Why I wouldn't use the FSM:
1. The factory has some ignition-fed circuits that have no fusing whatsover, and during a related meltdown repair on a '70 Chrysler I discovered that the FSM had a difference in it vs how my car was actually wired. (a simple inline fuse would've saved a section of the harness from overcurrent damage).
2. I've seen them combine circuits that should never be together**.
3. In the engineers' defense - factory wiring was done for low cost and 'acceptable' durability issues, ~50 years ago.

Now - if you're going to drastically depart from factory, you need to consider FMEA (Failure Mode Effects Analysis). This means putting careful thought into 'if item A fails, what happens?' then item B, C, and so on. As an example - you could combine an EFI fuel pump and EFI ECU on the same fuse - if either one shorts out, the engine shuts off. But the O2 sensor - put that one on a separate circuit: a problem there will at least allow the ECU to have limp-home capability. Ideally, you'd make an excel chart of all your circuits/items and think about it over a month or so, and have other people review it with you (to make sure you haven't overlooked anything).

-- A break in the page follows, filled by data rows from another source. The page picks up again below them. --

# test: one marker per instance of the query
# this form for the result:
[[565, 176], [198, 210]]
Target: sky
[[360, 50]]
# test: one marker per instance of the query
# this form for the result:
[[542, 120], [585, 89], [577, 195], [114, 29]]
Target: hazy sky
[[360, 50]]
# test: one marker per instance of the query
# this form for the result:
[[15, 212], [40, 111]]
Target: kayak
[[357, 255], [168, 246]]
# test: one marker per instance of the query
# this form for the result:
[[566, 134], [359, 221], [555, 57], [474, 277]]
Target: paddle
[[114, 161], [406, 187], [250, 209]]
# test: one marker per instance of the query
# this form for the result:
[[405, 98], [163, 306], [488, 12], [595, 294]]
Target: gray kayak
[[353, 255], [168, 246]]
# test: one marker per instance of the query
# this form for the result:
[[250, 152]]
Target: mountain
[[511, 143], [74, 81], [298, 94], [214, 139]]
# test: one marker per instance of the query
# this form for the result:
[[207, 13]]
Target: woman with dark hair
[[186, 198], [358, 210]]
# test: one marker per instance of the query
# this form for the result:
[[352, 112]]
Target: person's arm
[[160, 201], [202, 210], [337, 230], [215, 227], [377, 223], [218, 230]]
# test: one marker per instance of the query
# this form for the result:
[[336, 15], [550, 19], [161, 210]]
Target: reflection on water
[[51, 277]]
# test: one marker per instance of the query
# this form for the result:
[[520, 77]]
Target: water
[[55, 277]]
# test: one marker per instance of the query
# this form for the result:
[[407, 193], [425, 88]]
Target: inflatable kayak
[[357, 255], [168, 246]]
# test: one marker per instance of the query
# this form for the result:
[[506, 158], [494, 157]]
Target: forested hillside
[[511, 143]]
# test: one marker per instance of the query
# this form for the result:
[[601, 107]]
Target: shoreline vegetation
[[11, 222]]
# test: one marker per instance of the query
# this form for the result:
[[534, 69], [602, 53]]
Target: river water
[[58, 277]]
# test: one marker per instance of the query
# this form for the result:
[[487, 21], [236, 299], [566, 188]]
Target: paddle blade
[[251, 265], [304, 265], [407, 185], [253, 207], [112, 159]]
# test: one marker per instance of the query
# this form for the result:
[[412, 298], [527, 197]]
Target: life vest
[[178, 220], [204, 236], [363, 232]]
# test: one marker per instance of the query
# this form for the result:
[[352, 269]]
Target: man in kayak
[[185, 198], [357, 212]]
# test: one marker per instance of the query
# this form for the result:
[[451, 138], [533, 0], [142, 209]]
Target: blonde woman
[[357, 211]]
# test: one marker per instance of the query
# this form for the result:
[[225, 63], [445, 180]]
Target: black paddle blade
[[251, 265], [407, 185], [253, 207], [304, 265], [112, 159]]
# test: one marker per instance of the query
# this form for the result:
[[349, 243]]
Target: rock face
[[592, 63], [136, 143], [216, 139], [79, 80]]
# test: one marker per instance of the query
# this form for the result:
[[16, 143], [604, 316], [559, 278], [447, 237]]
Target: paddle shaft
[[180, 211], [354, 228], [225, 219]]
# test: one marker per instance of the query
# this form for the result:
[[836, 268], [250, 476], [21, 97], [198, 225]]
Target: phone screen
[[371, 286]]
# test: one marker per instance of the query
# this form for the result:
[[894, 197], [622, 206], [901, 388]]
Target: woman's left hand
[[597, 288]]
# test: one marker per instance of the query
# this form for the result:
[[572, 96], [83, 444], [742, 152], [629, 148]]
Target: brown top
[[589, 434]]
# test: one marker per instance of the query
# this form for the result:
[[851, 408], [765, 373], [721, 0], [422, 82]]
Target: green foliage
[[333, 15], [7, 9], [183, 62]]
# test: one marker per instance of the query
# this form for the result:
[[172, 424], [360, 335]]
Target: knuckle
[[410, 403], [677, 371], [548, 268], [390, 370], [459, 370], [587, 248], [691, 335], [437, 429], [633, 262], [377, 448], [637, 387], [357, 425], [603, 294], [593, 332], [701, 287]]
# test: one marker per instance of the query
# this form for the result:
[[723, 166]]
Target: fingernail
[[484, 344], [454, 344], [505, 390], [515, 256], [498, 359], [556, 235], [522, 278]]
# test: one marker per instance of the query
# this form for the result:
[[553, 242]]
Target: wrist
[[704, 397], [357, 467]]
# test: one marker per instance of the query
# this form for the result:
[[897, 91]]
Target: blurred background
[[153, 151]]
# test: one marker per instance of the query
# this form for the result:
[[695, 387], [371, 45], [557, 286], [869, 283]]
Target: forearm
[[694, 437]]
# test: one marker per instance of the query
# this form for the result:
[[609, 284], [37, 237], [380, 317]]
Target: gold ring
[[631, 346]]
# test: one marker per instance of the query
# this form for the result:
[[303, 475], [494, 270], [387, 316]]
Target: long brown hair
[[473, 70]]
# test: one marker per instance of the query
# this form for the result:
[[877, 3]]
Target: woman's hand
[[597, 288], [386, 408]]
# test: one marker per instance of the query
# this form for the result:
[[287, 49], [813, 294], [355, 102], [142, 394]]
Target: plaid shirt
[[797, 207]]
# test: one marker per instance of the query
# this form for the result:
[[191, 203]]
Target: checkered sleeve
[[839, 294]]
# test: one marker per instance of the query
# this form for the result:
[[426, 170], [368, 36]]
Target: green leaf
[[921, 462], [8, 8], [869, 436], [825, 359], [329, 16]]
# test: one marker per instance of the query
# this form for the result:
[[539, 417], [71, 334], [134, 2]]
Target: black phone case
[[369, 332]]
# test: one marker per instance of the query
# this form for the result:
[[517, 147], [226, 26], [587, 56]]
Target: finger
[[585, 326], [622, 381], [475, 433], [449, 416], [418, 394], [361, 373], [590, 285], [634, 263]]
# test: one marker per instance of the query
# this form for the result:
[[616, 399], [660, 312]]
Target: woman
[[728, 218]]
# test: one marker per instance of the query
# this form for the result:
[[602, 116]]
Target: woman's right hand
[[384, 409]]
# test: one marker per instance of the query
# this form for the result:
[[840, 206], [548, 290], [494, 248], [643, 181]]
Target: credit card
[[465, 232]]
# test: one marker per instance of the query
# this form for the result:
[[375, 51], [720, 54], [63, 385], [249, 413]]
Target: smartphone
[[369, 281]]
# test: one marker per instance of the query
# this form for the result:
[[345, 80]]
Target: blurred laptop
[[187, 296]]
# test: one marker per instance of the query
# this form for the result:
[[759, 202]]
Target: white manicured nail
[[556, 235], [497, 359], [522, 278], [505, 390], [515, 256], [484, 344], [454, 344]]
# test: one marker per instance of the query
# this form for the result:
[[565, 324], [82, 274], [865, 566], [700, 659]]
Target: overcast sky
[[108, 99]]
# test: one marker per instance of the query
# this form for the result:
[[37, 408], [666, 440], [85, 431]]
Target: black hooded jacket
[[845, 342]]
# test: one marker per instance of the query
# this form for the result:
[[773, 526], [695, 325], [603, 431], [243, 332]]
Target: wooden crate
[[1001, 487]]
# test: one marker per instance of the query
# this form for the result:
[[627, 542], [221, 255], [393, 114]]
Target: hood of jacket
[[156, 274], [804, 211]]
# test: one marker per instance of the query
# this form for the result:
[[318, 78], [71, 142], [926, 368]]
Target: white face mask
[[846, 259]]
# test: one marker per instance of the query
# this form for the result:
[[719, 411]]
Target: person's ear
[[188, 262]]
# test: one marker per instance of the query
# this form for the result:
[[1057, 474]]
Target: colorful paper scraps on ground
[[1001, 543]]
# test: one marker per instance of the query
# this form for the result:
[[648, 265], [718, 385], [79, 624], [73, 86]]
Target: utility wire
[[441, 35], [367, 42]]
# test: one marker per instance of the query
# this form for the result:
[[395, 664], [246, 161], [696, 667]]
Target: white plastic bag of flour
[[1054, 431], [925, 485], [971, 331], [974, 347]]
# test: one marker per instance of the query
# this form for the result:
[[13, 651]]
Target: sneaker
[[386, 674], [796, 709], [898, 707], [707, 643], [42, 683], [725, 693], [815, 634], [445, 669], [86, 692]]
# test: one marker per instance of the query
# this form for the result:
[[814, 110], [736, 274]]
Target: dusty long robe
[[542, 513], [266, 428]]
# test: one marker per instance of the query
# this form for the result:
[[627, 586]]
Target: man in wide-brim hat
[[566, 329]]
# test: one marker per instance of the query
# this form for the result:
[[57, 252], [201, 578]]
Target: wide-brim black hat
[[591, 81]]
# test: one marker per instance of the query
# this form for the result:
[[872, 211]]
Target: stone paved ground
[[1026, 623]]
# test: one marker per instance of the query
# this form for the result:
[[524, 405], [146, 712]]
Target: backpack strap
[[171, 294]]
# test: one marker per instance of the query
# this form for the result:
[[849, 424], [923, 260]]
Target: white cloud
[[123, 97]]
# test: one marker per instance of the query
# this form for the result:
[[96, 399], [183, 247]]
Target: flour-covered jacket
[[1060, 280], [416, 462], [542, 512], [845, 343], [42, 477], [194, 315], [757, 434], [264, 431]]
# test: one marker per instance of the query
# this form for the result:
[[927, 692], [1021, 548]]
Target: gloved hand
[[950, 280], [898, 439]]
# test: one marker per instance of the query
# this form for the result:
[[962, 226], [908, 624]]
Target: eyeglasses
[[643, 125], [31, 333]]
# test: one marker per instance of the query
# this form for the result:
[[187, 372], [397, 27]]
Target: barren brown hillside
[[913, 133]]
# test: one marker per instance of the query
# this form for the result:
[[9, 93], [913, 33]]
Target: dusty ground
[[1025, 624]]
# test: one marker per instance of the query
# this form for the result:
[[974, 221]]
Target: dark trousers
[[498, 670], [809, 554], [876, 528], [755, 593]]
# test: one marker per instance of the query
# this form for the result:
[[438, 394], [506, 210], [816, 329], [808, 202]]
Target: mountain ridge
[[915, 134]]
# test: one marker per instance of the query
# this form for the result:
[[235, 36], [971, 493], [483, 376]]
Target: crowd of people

I am in the beginning stages of re-configuring a car to use a relay box to run my MSD, timing module, fog lights, cooling fan, interior lighting, USB charger, aftermarket radio, future EFI option, etc. I've collected the fuseblock, terminal strips, enclosure for the relays, multi-conductor cable, etc, and have figured out the general placement and layout. I've started an FEMA chart but it is incomplete***.

** An example of bad FMEA - when the door locks short out on an '80 Diplomat it blows the fuse. Brake lights are on the same fuse. When I was a young lad I drove around for several months not caring that the PDL quit (inconvenience), totally oblivious that my brake lights were also inoperative (unsafe).

***I spend 8 years designing add-on electrical systems for utility trucks. Although I am experienced at that, rewiring the backbone of a car is a different animal, so I need to put more thought into whatever I create, I want it to be error/trouble-free.